Neil Atkinson’s post-match review for The Anfield Wrap after Chelsea 0 Liverpool 0 in the Premier League at Stamford Bridge…

 

THE changes are fascinating. So too are the substitutions.

More so than the game, which felt like one Liverpool had decided they were hanging in through at all costs, in all circumstances. I think, in a way, this mentality both helps Liverpool gets a point and hinders all three.

The changes, then. It is odd to me to see Curtis Jones come from nowhere, but I am fine with it and think he does alright. Not well. But alright. I’d like him to start against Arsenal. Get some rhythm up. Let’s see.

Roberto Firmino looks short of a yard but you’d have guessed that. Joe Gomez looks short of games at right back but you’d have guessed that too. Joel Matip has a torrid evening but manages to just about hang in there. Kostas Tsimikas looks like Andy Robertson’s deputy.
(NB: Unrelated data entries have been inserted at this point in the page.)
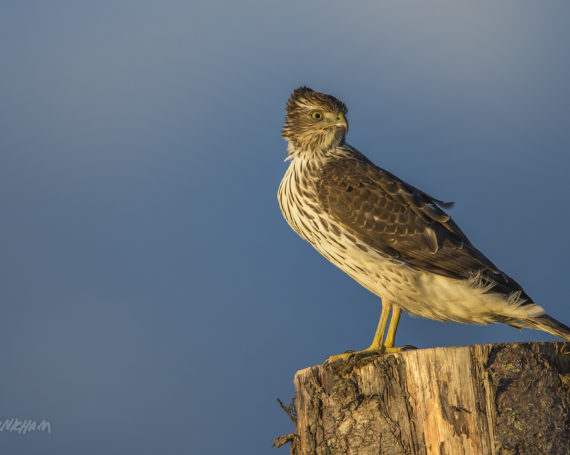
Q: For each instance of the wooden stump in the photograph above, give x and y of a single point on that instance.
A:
(485, 399)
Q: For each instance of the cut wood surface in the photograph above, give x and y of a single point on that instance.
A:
(502, 399)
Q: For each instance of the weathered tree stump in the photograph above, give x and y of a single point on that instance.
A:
(486, 399)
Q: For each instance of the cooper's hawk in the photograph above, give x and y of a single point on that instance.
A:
(392, 238)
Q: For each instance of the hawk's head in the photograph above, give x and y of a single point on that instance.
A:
(314, 120)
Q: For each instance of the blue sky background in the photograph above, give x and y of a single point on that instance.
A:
(153, 298)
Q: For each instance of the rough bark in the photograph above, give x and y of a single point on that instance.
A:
(502, 399)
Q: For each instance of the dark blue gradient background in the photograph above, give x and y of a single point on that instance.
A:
(153, 298)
He looks like the sort of full back who starts for Liverpool in 2011, a Stamford Bridge throwback, a footballer built to drive you mad. He is Liverpool’s outball and it hard to escape the notion that that suits Chelsea more than it does The Reds.

Were it not for Alisson Becker, we would have had to watch Liverpool desperate to score a goal. Being relaxed about an away draw more often earlier this season would have made a ton of sense. Now? That’s a tougher sell for me. Partially because there is no proof that Liverpool are getting anything from Leeds, West Ham and Leicester, even before a big last day against Southampton.
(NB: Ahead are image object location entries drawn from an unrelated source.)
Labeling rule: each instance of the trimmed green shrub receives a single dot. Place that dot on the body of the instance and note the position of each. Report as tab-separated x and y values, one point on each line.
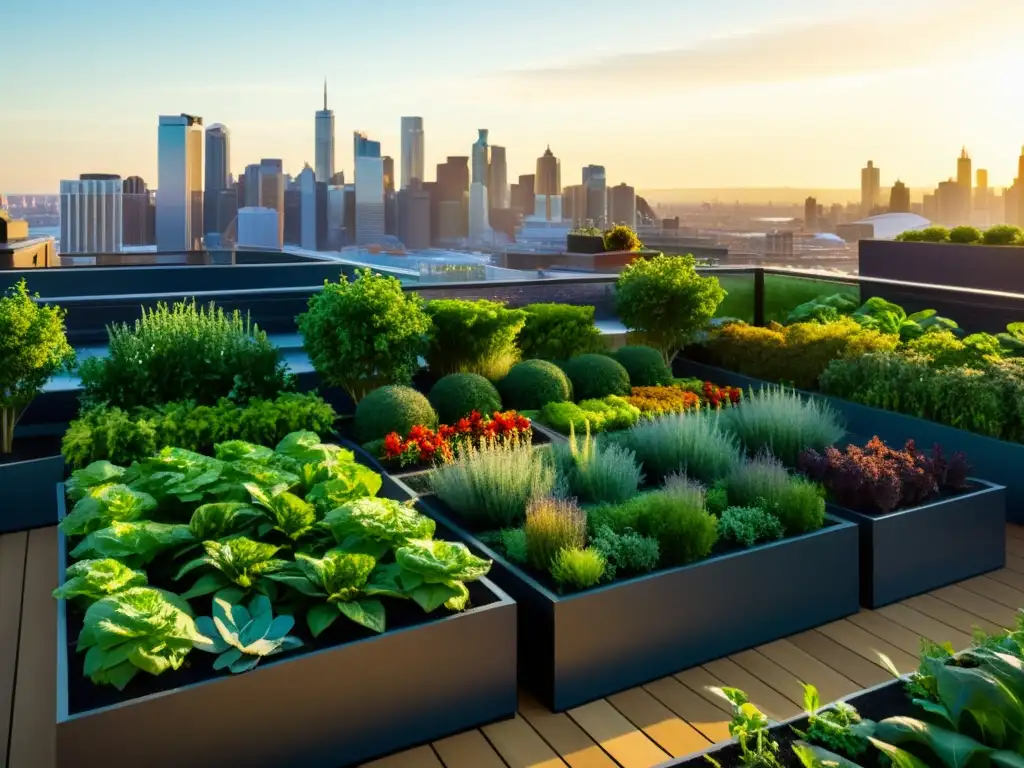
392	409
457	395
645	366
532	384
665	302
557	332
184	353
125	436
365	334
596	376
476	337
But everything has to start and end somewhere, and perhaps tonight can be another corner turned. Another reset started. Another restart setted. Being sceptical is understandable. It was, on paper, the toughest remaining away game by miles — them bringing Raheem Sterling on without 10 to go proof of that. It being a Saturday-Tuesday bounce on the road not good either.
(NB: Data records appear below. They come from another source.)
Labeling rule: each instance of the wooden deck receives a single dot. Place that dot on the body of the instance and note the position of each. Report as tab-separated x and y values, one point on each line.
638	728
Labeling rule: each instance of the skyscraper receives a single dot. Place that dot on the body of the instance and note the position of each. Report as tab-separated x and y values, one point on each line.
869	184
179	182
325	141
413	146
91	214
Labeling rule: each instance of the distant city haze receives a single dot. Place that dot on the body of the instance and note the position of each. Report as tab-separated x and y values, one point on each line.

There has to be more than this, though. It has to improve. The concerns are many but one is they looked like a side on game 36, not 28.

The substitutions should have made us better, more likely. They don’t. Yet simultaneously it seems wild that both Matip and Diogo Jota end the game on the pitch.

Liverpool fought for each other. They dug each other out. They rode their luck. They fouled and scrapped like the best of them. They played away from home for 97 minutes. That this is noteworthy across the board is part of what has brought the current league table to pass.

Come the end of the season, the question will be if this is a point and performance which is valuable for its sternness or lamentable for its lack of creativity. In January, the former would have been nailed on. Right now?

Right now it is a slog, but we need to rouse ourselves for Sunday and we need to find a run. Those around and above us are nothing special, but did you see tonight? Did it feel special?

It will need to be better. Ten to go. And we cannot rely on luck. We need judgement.